Despite the elongated shape of the albendazole molecule, it does not penetrate the binding site as deep as the rhodanine derivatives, which could explain its lower position in the ranking list. Interestingly, the molecule of 16 adopts an opposite orientation compared to other studied rhodanine derivatives. The lowest position in the ranking and observed different pose may be related to the relative flexibility of the diethylamine substituent, which can cause steric hindrance in the deeper regions of the tubulin β-2B binding pocket. With this distinct orientation of the molecule, the carboxylic functional group interacts with Tyr 202, forming a strong O-H…O hydrogen bond, which does not tip the balance in favour of this pose.

2.4.2. Prediction of Selected Physicochemical Properties

The above-described docking results suggest higher affinities of compounds 2, 4, and 14 towards postulated target protein, tubulin β-2B, compared to albendazole. However, it still does not explain why only 2 exhibits the anthelmintic activity in the biological test.

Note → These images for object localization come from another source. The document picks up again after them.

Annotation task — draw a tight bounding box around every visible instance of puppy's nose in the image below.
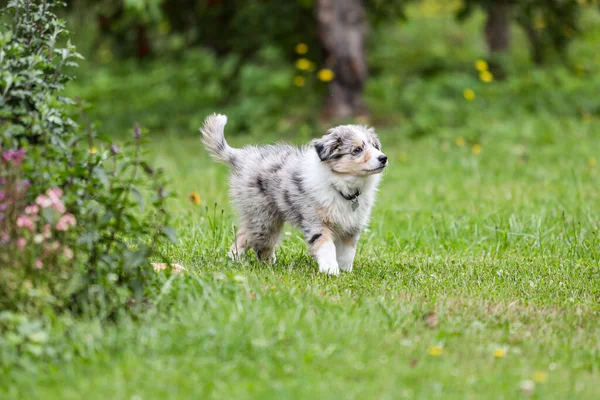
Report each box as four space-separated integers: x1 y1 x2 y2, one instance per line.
378 154 388 165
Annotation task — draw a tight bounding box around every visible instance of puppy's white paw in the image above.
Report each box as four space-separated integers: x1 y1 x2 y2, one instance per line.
339 260 353 272
319 261 340 276
227 248 244 261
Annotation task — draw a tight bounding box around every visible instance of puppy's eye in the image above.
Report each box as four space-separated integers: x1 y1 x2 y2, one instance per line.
352 147 363 156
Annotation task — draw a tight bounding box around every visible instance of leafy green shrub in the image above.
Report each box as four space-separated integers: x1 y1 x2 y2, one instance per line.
0 0 176 348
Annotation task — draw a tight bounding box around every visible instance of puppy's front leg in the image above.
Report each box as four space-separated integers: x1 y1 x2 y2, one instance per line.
307 229 339 276
336 234 359 272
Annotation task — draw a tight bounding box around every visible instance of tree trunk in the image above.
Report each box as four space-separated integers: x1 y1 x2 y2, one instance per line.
484 2 512 53
521 21 545 65
315 0 368 120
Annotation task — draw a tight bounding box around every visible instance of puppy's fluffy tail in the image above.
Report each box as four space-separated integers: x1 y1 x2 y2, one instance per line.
200 113 237 165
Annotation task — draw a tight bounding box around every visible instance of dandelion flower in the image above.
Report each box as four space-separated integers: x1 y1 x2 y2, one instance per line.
294 76 306 87
88 147 98 154
588 157 597 167
463 88 475 101
480 70 494 83
475 59 488 72
317 68 335 82
428 345 443 356
534 371 548 383
455 136 465 147
493 348 506 358
472 144 482 154
189 192 202 206
295 43 308 55
296 58 311 71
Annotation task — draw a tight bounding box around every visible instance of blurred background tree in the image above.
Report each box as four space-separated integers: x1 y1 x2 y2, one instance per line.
457 0 597 67
50 0 599 130
64 0 411 120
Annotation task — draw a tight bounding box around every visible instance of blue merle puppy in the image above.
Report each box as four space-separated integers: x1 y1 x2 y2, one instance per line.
200 114 387 275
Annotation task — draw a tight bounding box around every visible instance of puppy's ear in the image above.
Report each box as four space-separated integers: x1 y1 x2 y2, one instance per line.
312 133 341 161
364 126 381 150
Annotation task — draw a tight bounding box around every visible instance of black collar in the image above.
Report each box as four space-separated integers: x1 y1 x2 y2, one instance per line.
336 188 361 201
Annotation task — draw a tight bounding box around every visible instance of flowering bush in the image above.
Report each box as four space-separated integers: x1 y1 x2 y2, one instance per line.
0 0 176 336
1 149 81 312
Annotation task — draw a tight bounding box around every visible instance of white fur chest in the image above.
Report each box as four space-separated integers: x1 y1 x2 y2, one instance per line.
327 191 373 235
303 151 381 237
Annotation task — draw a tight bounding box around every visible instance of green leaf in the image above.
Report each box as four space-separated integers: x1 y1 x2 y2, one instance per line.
162 226 178 244
94 167 109 189
131 187 145 212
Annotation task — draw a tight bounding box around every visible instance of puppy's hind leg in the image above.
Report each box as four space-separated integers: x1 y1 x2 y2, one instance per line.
228 227 249 261
253 219 284 264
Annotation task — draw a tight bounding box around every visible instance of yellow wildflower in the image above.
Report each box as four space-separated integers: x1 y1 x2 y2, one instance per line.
294 76 306 87
317 68 335 82
296 58 311 71
463 88 475 101
189 192 201 206
455 136 465 147
472 144 482 155
588 157 597 167
480 70 494 83
533 371 548 383
493 348 506 358
428 345 443 356
475 59 488 72
295 43 308 55
88 147 98 154
399 152 408 162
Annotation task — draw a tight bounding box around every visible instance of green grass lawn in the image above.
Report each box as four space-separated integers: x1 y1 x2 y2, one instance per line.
4 115 600 398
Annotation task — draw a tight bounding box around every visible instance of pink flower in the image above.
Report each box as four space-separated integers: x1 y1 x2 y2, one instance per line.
35 259 43 269
25 204 39 215
17 237 27 250
56 213 76 231
43 224 52 239
46 188 66 214
52 199 66 214
47 188 63 199
16 215 34 231
63 247 74 260
1 232 8 244
35 194 52 208
1 148 26 165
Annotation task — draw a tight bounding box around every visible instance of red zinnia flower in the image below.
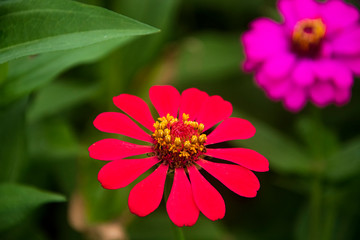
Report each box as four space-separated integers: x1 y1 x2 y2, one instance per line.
89 85 268 227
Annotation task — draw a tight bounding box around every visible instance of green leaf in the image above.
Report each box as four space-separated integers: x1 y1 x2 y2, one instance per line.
0 98 27 182
127 212 227 240
295 115 339 160
0 37 129 106
325 138 360 181
0 62 7 85
27 118 78 161
28 80 99 122
175 33 243 84
232 110 313 175
0 0 159 64
0 183 65 231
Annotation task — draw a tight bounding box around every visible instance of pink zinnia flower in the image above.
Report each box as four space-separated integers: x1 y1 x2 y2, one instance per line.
89 85 268 227
241 0 360 111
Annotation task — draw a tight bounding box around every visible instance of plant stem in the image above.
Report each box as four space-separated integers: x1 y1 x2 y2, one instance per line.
309 176 322 240
174 226 186 240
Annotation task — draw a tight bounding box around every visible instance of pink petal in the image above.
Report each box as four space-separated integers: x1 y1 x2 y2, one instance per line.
188 166 225 221
292 59 315 87
320 0 359 35
278 0 319 30
343 57 360 75
179 88 209 121
332 62 353 89
334 88 351 106
98 157 159 190
128 164 168 217
149 85 180 118
89 138 152 161
313 60 353 88
262 53 296 79
113 94 155 131
198 159 260 198
309 82 335 107
334 28 360 56
265 79 292 100
206 118 255 145
293 0 318 20
332 27 360 56
313 59 336 80
93 112 153 143
166 168 199 227
241 18 288 61
195 96 233 131
205 148 269 172
277 0 297 29
283 87 306 112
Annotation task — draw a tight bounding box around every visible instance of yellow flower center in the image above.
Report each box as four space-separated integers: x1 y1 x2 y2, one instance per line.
292 18 326 56
152 113 207 169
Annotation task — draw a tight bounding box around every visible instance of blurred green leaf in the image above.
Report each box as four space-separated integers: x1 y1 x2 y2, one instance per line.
325 138 360 181
0 62 7 85
0 37 131 106
28 80 98 122
295 115 339 160
0 183 65 231
175 33 243 84
104 0 179 95
233 110 312 175
0 0 159 64
127 213 228 240
27 118 78 161
0 98 27 182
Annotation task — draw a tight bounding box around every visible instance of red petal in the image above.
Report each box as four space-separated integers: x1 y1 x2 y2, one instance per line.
206 118 256 145
98 157 159 190
113 94 155 131
188 166 225 221
149 85 180 118
205 148 269 172
128 164 168 217
88 138 152 161
166 168 199 227
197 159 260 198
93 112 153 143
196 95 233 131
179 88 209 120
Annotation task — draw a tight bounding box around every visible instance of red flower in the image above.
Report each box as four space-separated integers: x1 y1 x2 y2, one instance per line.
89 85 268 227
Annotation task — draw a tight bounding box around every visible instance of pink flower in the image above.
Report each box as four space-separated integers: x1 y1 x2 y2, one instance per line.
88 85 268 227
241 0 360 111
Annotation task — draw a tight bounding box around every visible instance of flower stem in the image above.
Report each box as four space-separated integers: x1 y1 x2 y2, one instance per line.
174 226 186 240
309 176 322 240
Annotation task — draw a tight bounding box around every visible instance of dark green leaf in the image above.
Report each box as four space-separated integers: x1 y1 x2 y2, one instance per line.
295 115 339 160
232 110 312 175
127 212 227 240
0 37 130 106
0 0 159 63
0 62 7 85
325 138 360 181
175 33 243 84
0 98 27 182
0 183 65 231
27 118 78 161
28 80 98 122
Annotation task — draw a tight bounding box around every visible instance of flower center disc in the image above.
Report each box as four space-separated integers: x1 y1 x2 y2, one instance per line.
152 113 207 169
292 18 326 56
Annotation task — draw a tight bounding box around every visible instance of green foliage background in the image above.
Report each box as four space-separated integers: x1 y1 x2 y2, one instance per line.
0 0 360 239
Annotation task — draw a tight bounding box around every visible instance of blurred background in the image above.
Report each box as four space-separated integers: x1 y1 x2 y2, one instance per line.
1 0 360 239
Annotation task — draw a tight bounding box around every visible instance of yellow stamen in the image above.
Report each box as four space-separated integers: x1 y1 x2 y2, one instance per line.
292 18 326 53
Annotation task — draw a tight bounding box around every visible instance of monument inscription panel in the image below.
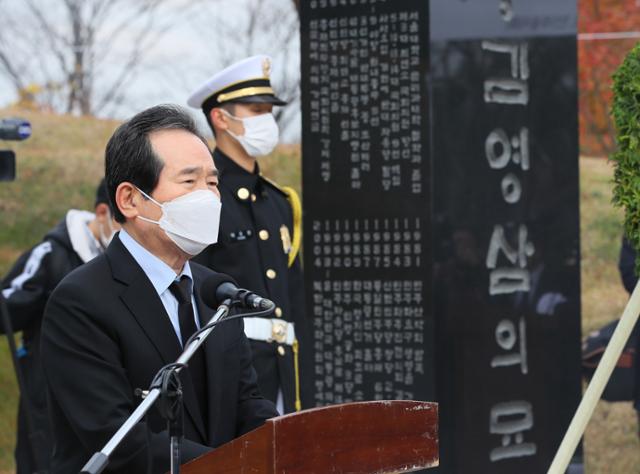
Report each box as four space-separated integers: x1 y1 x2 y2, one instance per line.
301 0 434 406
301 1 580 472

To find the answer to the observed results, we decided to estimate selected physicochemical properties, which can shed some light on the obtained experimental results. We examined predicted measures for solubility (log S) and lipophilicity (log P). The obtained results (

Table 3. The selected physicochemical properties predicted for the studied rhodanine derivatives and the reference anthelmintic drug albendazole (colchicine was added only for the properties comparison).

Compound	log P	log S *
colchicine	1.45	−3.89
albendazole	3.22	−4.07
2	2.79	−4.86
4	3.44	−4.97
14	3.63	−5.06
16	4.59	−4.87

* Classification of solubility: log S ≤ −10 insoluble; −10 ˂ log S ≤ −6 poorly; −6 ˂ log S ≤ −4 moderately; −4 ˂ log S ≤ −2 soluble; −2 ˂ log S ≤ 0 very; log S ˂ 0 highly.

, data for colchicine are shown only for comparison) suggest only moderate solubility with albendazole being the leader amongst the studied compounds.

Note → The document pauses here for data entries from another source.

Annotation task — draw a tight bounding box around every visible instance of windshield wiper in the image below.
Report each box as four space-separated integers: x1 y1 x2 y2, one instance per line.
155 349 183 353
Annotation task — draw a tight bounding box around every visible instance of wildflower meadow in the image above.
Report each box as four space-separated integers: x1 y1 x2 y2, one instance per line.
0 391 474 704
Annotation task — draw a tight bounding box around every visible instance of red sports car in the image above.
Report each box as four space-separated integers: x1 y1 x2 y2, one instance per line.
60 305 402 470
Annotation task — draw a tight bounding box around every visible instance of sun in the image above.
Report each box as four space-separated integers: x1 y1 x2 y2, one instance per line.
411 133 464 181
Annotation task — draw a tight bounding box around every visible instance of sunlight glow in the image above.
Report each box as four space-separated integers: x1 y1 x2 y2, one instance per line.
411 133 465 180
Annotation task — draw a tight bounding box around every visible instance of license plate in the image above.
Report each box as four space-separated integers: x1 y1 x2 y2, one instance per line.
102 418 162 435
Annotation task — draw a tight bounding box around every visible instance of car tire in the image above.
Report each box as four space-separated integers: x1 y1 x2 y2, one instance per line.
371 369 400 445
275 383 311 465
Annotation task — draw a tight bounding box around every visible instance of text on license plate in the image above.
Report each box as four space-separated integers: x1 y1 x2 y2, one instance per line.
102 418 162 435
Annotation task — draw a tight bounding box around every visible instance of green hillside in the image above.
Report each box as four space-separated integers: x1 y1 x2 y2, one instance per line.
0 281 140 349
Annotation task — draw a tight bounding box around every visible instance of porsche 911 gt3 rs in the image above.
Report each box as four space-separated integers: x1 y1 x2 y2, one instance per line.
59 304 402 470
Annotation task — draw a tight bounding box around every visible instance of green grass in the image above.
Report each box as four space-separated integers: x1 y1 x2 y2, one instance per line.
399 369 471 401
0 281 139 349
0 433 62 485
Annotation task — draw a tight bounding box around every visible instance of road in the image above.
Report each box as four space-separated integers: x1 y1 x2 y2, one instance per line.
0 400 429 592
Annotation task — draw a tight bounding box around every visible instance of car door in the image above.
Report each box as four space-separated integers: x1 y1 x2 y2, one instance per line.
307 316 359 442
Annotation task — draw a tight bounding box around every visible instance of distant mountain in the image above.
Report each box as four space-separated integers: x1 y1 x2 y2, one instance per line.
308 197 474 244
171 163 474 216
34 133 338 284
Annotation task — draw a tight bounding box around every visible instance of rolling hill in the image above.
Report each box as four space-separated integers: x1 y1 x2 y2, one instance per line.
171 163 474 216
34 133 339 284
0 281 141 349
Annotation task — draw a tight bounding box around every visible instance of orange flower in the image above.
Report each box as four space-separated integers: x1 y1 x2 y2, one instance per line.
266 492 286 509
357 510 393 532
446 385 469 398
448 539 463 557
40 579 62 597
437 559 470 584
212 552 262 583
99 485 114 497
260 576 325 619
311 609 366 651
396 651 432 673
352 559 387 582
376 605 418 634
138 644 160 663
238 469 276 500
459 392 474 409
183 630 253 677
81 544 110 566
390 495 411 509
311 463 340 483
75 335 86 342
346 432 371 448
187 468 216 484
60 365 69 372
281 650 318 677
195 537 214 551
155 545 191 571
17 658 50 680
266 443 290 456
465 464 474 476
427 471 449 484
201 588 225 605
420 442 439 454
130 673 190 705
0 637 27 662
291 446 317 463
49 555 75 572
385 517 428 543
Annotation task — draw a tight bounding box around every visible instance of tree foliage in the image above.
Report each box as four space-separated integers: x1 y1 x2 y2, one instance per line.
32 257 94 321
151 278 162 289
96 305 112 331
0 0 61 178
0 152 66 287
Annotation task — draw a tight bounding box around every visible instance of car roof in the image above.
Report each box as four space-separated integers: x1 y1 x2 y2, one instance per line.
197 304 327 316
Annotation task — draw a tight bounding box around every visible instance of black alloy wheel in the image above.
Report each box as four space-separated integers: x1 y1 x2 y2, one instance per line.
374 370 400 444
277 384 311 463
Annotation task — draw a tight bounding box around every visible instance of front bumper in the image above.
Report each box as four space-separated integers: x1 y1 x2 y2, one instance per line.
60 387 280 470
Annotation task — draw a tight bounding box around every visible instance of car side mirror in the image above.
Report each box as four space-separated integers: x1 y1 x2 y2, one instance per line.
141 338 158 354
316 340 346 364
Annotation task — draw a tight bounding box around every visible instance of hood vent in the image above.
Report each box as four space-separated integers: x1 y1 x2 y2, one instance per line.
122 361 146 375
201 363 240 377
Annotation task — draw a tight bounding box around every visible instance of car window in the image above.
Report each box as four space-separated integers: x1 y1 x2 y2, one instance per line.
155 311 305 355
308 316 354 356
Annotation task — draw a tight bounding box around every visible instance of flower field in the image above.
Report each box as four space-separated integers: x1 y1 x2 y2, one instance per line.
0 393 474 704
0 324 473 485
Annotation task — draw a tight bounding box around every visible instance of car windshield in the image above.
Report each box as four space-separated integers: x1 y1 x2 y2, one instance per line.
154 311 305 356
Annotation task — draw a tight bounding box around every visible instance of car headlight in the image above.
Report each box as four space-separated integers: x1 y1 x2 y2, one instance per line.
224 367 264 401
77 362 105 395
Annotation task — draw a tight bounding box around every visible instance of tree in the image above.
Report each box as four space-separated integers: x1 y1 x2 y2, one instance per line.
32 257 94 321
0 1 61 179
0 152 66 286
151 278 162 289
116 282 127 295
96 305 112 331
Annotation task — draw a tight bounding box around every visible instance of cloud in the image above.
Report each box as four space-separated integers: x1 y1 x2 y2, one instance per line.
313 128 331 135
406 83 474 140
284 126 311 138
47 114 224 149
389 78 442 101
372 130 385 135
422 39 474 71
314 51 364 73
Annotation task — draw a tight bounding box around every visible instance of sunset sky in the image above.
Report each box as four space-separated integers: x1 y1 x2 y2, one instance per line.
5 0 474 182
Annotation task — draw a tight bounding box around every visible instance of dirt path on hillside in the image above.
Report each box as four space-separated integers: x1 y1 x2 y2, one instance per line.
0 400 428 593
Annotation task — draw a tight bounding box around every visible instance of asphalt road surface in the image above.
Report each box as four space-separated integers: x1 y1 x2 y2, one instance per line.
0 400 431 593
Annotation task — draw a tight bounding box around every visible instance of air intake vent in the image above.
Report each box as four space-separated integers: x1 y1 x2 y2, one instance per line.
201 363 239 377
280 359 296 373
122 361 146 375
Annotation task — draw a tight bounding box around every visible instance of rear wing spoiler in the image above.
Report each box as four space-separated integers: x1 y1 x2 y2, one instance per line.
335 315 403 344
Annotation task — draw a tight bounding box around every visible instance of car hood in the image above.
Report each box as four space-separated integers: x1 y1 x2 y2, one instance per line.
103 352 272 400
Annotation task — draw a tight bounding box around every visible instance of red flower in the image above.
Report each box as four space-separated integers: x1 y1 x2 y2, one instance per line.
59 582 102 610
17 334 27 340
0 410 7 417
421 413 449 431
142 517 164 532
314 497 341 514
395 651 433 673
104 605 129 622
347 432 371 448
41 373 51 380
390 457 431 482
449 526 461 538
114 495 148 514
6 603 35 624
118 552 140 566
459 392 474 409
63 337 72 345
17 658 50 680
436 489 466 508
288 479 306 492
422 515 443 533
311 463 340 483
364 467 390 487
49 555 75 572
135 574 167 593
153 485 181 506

An interesting relation can be spotted for log P predicted values. The active compound 2 has the lowest value of log P for the studied compounds, suggesting the least lipophilic properties of this molecule. As it was suggested by Kerboeuf and Guégnard [32], anthelmintics can act as substrates or modulators of the P-glycoprotein (P-gp) activity in the nematode. This ABC-transporter protein is responsible for drug resistance, including observed lowering anthelmintic activity in mammals [33]. P-gp recognizes its substrates in the inner region of the cell membrane and transports lipophilic or amphiphilic molecules [34]. Thus, modification of molecular properties (especially the change in lipophilicity level) by inserting different substituents for a series of bioactive compounds can modulate the compound’s impact on P-gp activity, which can be called a “log P-response” relationship [35]. For this reason, the stronger anthelmintic activity observed for 2 in comparison to albendazole could be explained by the lower log P value and the related increased bioavailability. This can also suggest that the higher lipophilicity for the remaining rhodanine derivatives (4, 14 and 16) may be the limiting factor forbidding the molecules to reach the target protein in vivo.

3. Materials and Methods

3.1. Chemical Synthesis

Reagents used for synthesis were purchased from Sigma-Aldrich (Munich, Germany) and Across Organics and were used without further purification.

The melting points were determined on a Boetius apparatus (Jena, Germany) and are uncorrected.

An AmaZon EDT apparatus (Bremen, Germany) equipped with an electrospray ion source and an ion trap analyzer was used to perform the mass spectrometry analysis. The samples were introduced into the apparatus after dissolving them in a mixture of methanol and chloroform (1: 1 v/v) with the addition of 0.1% vol of formic acid. The scanning was carried out in the range of 100–700 m/z, accumulating approximately 300,000 ions in one cycle. Positive or negative ion polarization was used, depending on the properties of the tested sample.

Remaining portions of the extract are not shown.